Text-to-Voice Conversion¶

Psyflow supports text-to-speech (TTS) conversion to enhance accessibility and standardize instruction delivery across different languages.

Why it matters: Using text-to-speech improves accessibility—especially for children, elderly individuals, or participants with low literacy. It ensures consistent voice delivery across different language versions and eliminates the need to record human voiceovers for each translation. Moreover, by using standardized synthetic voices, it reduces variability introduced by different experimenters, helping to maintain consistency across sessions and sites.

How It Works: Psyflow uses Microsoft’s edge-tts, a cloud-based TTS API that converts text to audio (MP3). The generated voice files are stored in the assets/ folder, automatically skipped if they already exist (unless overwrite=True is specified), and registered into the StimBank as new Sound stimuli ready for playback.

Note

An internet connection is required for TTS generation. Offline tools exist but produce lower-quality audio.

Convert Existing Text Stimuli to Voice¶

from psyflow import StimBank
stim_bank = StimBank(config)
stim_bank.convert_to_voice(keys=["instruction_text", "good_bye"], 
voice="zh-CN-YunyangNeural")

This will create audio files like instruction_text_voice.mp3 in assets/. The resulting voices will be registered as instruction_text_voice, good_bye_voice in StimBank.

If you plan to use voice output, make sure to delete any previously generated audio files in the assets/ folder before generating new ones. Additionally, choose a TTS voice that matches the language of the text to ensure natural and accurate pronunciation. By default, “zh-CN-XiaoxiaoNeural” is used.

Add Voice from Custom Text¶

If you want to add an arbitrary line of text as a voice stimulus:

stim_bank.add_voice(
    stim_label="welcome_voice",
    text="ようこそ。タスクを開始します。",
    voice="ja-JP-NanamiNeural"
)

The result will be registered as welcome_voice and available like any other stimulus.

Voice Selection¶

Use the built-in helper to explore available voices:

from psyflow import list_supported_voices

# Print all voices
list_supported_voices(human_readable=True)

# Print all Japanese voices
list_supported_voices(filter_lang="ja", human_readable=True)

Sample output:

ShortName	Locale	Gender	Personalities	FriendlyName
af-ZA-AdriNeural	af-ZA	Female	Friendly, Positive	Microsoft Adri Online (Natural) - Afrikaans (South Africa)
af-ZA-WillemNeural	af-ZA	Male	Friendly, Positive	Microsoft Willem Online (Natural) - Afrikaans (South Africa)
sq-AL-AnilaNeural	sq-AL	Female	Friendly, Positive	Microsoft Anila Online (Natural) - Albanian (Albania)
sq-AL-IlirNeural	sq-AL	Male	Friendly, Positive	Microsoft Ilir Online (Natural) - Albanian (Albania)

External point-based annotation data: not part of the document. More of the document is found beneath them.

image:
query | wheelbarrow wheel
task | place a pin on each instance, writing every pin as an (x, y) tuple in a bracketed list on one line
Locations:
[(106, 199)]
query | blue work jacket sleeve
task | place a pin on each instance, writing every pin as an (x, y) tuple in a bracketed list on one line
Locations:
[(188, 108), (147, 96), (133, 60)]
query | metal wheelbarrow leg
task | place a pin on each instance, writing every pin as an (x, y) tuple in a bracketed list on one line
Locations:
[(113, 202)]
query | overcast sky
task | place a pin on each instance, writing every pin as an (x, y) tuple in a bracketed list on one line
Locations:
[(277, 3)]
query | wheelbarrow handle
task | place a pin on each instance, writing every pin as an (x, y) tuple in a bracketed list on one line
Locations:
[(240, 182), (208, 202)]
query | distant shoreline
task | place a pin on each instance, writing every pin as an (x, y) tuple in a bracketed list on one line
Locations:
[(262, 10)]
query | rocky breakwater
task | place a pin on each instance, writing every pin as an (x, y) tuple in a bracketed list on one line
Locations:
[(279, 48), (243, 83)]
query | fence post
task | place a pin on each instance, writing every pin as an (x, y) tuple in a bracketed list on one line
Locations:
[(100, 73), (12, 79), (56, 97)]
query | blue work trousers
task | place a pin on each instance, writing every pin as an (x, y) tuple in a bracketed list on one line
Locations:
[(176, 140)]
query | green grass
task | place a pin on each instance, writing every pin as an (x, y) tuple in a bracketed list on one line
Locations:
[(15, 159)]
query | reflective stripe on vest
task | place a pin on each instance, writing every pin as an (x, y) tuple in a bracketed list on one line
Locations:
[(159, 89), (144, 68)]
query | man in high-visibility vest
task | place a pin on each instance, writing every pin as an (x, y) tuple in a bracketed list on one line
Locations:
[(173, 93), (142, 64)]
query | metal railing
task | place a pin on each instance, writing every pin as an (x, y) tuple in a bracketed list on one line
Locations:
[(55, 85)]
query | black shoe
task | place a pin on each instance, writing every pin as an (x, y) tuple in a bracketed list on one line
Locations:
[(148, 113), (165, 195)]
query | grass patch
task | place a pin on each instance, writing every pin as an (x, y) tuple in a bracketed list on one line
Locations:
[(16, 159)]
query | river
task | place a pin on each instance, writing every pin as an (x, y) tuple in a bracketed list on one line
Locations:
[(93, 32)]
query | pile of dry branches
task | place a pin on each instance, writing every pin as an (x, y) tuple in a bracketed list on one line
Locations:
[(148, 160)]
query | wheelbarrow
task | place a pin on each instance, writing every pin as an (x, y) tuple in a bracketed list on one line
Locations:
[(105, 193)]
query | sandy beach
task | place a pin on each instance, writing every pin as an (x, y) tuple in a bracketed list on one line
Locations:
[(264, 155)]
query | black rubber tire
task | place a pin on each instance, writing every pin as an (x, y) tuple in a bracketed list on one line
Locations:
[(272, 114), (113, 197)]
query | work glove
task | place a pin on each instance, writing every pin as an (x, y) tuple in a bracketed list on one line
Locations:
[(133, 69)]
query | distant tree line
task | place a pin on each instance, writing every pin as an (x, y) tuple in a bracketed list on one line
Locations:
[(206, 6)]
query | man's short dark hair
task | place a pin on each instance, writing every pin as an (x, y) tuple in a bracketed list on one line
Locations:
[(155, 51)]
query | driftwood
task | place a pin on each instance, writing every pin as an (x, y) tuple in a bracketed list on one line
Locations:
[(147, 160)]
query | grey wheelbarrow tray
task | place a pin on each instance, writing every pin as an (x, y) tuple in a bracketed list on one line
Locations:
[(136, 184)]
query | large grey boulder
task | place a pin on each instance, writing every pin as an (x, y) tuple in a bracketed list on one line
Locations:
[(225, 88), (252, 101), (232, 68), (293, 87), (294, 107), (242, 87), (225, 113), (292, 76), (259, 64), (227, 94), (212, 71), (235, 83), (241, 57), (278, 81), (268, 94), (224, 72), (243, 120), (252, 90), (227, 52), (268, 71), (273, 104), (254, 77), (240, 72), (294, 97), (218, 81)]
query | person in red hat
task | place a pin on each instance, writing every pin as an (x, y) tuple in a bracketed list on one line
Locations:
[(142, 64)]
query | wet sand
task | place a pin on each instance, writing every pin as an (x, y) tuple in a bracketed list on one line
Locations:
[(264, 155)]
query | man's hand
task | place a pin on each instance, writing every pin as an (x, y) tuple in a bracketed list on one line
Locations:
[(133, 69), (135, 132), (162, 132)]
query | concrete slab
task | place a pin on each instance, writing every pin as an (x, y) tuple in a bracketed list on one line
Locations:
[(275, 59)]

Alternatively, you can check the list of supported voices here.

Tips and Caveats¶

Placeholder Limitation: The TTS engine does not support dynamic text with placeholders such as {duration} or {block_num}. If your text includes placeholders, it will not be converted as expected — the synthesis may fail or result in unnatural output.
Internet Connection Required: TTS generation relies on Microsoft’s cloud service and requires a stable internet connection. If you’re offline or behind a restrictive network (e.g., with proxy issues), voice generation will fail.
Overwrite: Use overwrite=True to regenerate voice files even if they exist. However, be careful with this option, as it assumes you need to regenerate the voice every time you run the task ⚠️.
Voice Mismatch: Always match the voice language to the text language to avoid unnatural pronunciation. By default, “zh-CN-XiaoxiaoNeural” is used.
Preview Your Audio: You can test output files manually in the assets/ folder before running full experiments.
If a file is empty or not playable, it may cause the task to fail at runtime — try deleting and regenerating the voice file.